Pence declined the Democrats’ generous offer to test this theory in lieu of a second impeachment vote. But the House resolution gets Congress’s role in the 25th Amendment ass-backwards. Lawmakers are not involved in initiating this process. They are empowered to resolve the inevitable conflict that would arise when Trump asserts that he is, in fact, still capable of performing the duties of the presidency.

The trouble with this is that the threshold for removing the president is higher under the 25th Amendment than it is through impeachment. It would take a two-thirds majority of both houses of Congress to keep Pence in place as acting president over Trump’s objection. The House can impeach with a simple majority, though two-thirds of the Senate is required for conviction and removal.

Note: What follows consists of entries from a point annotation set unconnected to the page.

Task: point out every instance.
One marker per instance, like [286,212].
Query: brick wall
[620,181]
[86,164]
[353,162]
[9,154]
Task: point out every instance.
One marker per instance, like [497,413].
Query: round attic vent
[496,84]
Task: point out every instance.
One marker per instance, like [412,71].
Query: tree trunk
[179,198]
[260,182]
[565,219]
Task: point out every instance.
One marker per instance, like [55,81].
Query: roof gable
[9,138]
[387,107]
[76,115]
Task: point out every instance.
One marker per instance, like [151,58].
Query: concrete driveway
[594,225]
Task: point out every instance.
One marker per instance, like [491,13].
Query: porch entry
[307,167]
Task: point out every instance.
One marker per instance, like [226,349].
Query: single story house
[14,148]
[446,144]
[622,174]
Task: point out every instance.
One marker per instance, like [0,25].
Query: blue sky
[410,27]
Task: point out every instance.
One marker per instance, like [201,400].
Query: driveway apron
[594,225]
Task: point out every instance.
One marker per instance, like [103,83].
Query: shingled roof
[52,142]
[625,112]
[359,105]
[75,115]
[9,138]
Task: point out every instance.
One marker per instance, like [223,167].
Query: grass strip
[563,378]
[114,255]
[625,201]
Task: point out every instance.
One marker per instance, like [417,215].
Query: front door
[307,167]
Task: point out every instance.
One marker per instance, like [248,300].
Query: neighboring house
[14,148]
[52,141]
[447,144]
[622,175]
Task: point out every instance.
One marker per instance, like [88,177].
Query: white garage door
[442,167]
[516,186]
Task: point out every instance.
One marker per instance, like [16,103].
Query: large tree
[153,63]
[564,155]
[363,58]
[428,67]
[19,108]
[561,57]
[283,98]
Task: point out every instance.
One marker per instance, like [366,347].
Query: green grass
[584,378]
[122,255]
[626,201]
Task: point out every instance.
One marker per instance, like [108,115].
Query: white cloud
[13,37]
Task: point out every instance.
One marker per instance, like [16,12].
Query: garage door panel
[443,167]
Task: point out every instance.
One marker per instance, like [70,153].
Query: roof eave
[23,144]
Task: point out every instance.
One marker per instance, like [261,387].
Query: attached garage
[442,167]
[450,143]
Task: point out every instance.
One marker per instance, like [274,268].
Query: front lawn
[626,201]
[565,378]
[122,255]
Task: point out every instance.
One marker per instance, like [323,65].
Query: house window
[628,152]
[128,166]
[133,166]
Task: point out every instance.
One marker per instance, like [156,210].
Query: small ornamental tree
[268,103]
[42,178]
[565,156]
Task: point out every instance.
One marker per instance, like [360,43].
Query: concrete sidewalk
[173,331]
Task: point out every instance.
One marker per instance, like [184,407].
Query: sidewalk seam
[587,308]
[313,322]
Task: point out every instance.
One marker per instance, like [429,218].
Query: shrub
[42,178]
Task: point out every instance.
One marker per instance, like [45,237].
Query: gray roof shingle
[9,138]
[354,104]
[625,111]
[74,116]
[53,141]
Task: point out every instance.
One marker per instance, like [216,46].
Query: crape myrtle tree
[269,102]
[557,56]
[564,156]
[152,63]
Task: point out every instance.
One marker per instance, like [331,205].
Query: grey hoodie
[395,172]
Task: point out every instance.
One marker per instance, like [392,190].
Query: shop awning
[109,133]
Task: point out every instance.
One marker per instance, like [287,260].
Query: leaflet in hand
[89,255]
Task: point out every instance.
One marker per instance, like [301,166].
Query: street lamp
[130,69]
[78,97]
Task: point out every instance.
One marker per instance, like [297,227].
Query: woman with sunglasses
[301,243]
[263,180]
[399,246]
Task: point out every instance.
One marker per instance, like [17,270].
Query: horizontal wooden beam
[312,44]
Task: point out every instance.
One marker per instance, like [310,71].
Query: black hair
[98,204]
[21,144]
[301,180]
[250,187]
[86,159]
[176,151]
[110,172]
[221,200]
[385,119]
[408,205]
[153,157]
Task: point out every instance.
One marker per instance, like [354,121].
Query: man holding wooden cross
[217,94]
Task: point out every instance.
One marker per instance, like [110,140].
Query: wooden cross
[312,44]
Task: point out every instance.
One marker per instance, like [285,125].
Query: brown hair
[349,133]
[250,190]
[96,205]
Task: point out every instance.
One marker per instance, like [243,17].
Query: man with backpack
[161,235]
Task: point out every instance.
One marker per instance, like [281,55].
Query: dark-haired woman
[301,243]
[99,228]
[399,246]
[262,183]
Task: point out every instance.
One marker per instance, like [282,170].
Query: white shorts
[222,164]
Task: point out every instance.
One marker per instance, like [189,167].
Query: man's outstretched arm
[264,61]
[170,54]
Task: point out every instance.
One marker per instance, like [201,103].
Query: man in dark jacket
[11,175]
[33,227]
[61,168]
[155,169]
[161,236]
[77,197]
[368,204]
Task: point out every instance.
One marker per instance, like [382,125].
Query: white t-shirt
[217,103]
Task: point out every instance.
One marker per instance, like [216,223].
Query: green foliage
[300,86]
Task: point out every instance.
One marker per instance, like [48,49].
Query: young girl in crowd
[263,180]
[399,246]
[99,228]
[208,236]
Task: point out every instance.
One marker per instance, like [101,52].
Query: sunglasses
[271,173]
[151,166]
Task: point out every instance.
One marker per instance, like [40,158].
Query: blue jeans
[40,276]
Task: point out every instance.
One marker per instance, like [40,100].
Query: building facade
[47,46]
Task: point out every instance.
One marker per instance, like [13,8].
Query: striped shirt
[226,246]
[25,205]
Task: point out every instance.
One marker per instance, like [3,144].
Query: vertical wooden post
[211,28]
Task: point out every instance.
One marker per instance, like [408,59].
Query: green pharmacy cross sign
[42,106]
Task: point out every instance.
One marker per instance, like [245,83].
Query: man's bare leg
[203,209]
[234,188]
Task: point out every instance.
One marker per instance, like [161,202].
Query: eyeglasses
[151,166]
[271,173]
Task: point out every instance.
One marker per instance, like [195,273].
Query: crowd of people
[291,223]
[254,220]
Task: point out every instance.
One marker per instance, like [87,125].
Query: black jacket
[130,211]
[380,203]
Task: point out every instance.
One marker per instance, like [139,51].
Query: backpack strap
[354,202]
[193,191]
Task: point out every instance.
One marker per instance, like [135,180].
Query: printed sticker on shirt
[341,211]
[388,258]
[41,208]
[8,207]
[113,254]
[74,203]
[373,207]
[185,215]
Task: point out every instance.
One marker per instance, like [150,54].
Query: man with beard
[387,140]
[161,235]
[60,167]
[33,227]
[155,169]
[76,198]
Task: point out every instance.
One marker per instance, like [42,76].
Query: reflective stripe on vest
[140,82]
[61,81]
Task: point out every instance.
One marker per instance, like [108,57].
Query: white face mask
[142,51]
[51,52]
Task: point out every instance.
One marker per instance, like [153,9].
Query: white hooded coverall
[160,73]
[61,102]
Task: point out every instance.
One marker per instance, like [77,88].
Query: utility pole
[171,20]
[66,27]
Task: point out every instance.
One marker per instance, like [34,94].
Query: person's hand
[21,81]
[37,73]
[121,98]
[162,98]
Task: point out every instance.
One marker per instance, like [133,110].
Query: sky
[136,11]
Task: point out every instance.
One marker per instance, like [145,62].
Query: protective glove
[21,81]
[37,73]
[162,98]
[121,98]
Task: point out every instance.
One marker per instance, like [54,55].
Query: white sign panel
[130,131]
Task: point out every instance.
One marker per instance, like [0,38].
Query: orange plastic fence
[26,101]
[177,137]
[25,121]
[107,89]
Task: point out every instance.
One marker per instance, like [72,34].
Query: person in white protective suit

If Congress has the votes for the 25th Amendment, then it has the votes to impeach and convict. No novel new interpretation of the Constitution is required to remove Trump from office. And impeachment would seem like a better option for adjudicating whether the President is responsible for inciting a mob to attack the Capitol while Congress was certifying the Electoral College results than the theory that the president must have finally become too crazy to serve after nearly four years in the White House.

Unless, of course, the goal is to note vote at all. Congress can take up to three weeks to vote on the matter, per the 25th Amendment. Trump only has a week left in office. The only reason this would be a better strategy for urgently removing Trump is if Pence invoked the 25th Amendment and Congress simply ran out the clock as the president’s term expired.

Maybe the fact that the vice president and the Cabinet — the president’s hand-picked team — have to make the initial finding of unfitness is a better safeguard against future 25th Amendment abuse than congressional supermajorities. But Congress demanding Pence use the 25th Amendment as a backdoor impeachment for the first time in history and then abdicating its actual constitutional role in the whole process seems like a risky precedent to set.

The Democrats aren’t the only ones playing impeachment games, of course. If Senate Majority Leader Mitch McConnell truly believes, as has been reported, that Trump committed impeachable offenses and should be convicted, he might schedule the trial before Democrats retake the Senate majority. At this writing, that is not the current plan.

Some lawmakers wanted to impeach Trump before he was even sworn in and now want him removed without a real, binding congressional vote. Others want to potentially impeach him after he has already left office, so as to ban him from running in 2024.

What happened at the Capitol last week was deadly serious. What is happening there now in response seems decidedly less so.

W. James Antle III is politics editor of the Washington Examiner.